Why Confuse Union Leadership with Mary Poppins?

Is union leadership practically perfect in every way? Why would anyone even contend they were?

It's the loyalty oath, of course.

Still, how can you be a thoroughly effective advocate when you're sworn to express no opinions but those you're told to have? What if those opinions are not in the best interests of those you represent? And how many members even know that the union is ruled by an invitation-only group that whose meetings are top-secret, a group which half a century ago expelled members for opposing the Vietnam War?

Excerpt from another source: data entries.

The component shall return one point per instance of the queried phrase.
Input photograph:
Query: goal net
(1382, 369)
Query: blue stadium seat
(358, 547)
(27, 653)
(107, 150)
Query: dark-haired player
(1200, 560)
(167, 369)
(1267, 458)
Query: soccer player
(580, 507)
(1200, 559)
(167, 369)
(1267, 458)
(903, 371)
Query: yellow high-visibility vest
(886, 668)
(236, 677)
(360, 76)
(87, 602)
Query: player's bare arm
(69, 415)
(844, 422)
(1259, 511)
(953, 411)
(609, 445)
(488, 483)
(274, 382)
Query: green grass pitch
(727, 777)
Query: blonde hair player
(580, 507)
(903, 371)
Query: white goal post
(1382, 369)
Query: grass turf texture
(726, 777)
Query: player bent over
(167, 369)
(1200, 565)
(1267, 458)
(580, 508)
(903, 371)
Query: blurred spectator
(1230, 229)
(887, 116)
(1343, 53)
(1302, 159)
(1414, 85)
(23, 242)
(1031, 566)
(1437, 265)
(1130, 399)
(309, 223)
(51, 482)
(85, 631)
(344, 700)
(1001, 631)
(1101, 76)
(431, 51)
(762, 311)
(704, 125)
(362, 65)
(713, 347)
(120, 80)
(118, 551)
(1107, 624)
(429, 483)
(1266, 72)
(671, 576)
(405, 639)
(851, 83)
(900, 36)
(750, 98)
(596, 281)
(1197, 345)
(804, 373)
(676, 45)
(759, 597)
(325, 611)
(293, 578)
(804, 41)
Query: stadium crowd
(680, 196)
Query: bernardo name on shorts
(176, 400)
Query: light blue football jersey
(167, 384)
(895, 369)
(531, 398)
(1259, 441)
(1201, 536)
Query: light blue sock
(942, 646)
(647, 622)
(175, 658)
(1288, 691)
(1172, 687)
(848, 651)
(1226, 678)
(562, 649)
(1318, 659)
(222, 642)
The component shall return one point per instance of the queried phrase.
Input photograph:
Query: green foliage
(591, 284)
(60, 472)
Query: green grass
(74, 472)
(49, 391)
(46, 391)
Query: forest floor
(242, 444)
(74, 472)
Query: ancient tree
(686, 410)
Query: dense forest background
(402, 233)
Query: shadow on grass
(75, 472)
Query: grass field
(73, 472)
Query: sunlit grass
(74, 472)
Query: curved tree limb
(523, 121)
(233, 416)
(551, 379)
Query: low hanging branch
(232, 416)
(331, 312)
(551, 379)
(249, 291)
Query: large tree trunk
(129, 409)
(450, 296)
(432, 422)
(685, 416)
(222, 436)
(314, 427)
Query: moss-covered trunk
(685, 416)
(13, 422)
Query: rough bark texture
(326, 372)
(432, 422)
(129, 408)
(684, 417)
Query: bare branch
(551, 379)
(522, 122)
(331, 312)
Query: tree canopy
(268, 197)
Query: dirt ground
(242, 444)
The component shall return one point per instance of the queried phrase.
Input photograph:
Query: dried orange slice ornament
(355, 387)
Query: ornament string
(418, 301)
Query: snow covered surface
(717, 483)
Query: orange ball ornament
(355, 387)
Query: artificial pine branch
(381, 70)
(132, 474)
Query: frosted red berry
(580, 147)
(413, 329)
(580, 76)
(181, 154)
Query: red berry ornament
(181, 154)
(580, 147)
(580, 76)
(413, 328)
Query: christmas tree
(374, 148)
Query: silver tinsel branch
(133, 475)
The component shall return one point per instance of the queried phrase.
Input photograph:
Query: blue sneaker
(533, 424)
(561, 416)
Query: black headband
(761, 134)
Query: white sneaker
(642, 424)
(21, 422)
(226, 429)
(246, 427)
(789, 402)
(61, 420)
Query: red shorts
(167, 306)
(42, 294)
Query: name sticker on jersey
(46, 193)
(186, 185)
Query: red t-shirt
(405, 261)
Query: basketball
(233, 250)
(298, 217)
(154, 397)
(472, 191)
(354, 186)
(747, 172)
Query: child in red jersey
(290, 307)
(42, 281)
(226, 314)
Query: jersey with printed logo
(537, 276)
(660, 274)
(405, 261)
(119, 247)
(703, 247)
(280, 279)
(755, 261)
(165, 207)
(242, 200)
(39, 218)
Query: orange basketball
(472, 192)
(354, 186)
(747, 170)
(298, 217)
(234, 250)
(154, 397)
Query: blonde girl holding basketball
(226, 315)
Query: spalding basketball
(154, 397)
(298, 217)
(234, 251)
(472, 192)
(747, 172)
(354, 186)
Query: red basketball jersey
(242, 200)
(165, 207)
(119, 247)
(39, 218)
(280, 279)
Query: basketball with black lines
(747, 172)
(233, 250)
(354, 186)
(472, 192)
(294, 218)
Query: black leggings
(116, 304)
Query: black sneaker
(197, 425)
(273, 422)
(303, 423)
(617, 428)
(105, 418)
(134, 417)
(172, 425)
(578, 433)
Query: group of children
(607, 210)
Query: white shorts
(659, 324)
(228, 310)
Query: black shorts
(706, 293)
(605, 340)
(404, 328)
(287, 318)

Sometimes I grow weary of nonsense. Often, in fact. A commenter here has made several false statements in response to posts here. Most recently, this commenter asserted that the new evaluation system did not affect due process at all. That's not true.

The primary reason that's not true is that teachers facing 3020a, up until now, have had the burden of proof on the city. That is, the city was required to prove their incompetence. Now, if a "validator" agrees with the city, that teachers will have to prove either their competence, or lack of incompetence. That's going to be tough.

While it's true that U-rating appeals have been basically a rubber stamp for the city, the new agreement provides that up to 13% of negative ratings will go to an independent arbitrator. While I cannot predict how the de Blasio administration will deal with such ratings, and while I certainly hope they will be more reasonable than the fanatical ideologues Bloomberg put in place, I wouldn't wish to be the one who tells 87% of teachers facing high-stakes ratings how sorry I was. Nor do I see the equity in promising fairness to only 13% of people in trouble.

In case that's not enough, the history of jointly-appointed independent arbitrators has been one of compromise, so it's likely only half of the lucky 13% will prevail. Should that be the case, the UFT rationale that about 13% of cases prevailed in the past will prove not to be a good one.

I'm always amazed to hear UFT leadership criticize Bloomberg for top-down decision making, precisely what it practices. In fact, our leadership has supported mayoral control, junk science VAM rating for teachers, Common Core, high-stakes testing, and a contract that eviscerated many hard-won victories. We've embraced a highly-flawed reformy agenda.

We endorsed a mayoral candidate who publicly opposed raises for teachers, even though other unions got them. UFT worked feverishly to get Bill Thompson elected, but with de Blasio surging, I declined to participate. When the UFT came to its senses, after a chapter leader meeting I was the only one who went and made calls for de Blasio. With me were two members from my school, and we represented 50% of the phone bank.

I don't have anything against anyone who chooses to join Unity, and I'm friends with a lot of Unity members. As in any group, some are wonderful, while others are not so wonderful. Regardless, I take exception when people lie, as a commenter did when he claimed there was no loyalty oath. I happen to have a copy of the Unity application. It says, exactly, that the applicant promises:

  • To express criticism of caucus policies within the Caucus;
  • To support the decisions of Caucus / Union leadership in public or Union forums;
  • To support in Union elections only those individuals who are endorsed by the Caucus, and to actively campaign for his / her election;
  • To run for Union office only with the support of the caucus;
  • To serve, if elected to Union office, in a manner consistent with Union / Caucus policies
    and to give full and faithful service in that office;

Personally, I'm hard-pressed to see how that allows for public dissent with Unity policy. Comments here are open, and Unity members are welcome to say what they wish.

But it's utter nonsense to dispute the loyalty pledge, and independent thought is not precisely what those clauses encourage. It's hard for me to understand how union activism is stoked by policies like these. And it's particularly hard to understand how placing brick walls around dissenting factions aids union democracy, the union itself, or working teachers (86% of whom don't deem it worth their time to even vote in union elections).

It's particularly hard to understand when people like Diane Ravitch (and me) are proven right, as in Bill de Blasio, mayoral control, VAM, Common Core, and everything else that we've been on the wrong side of.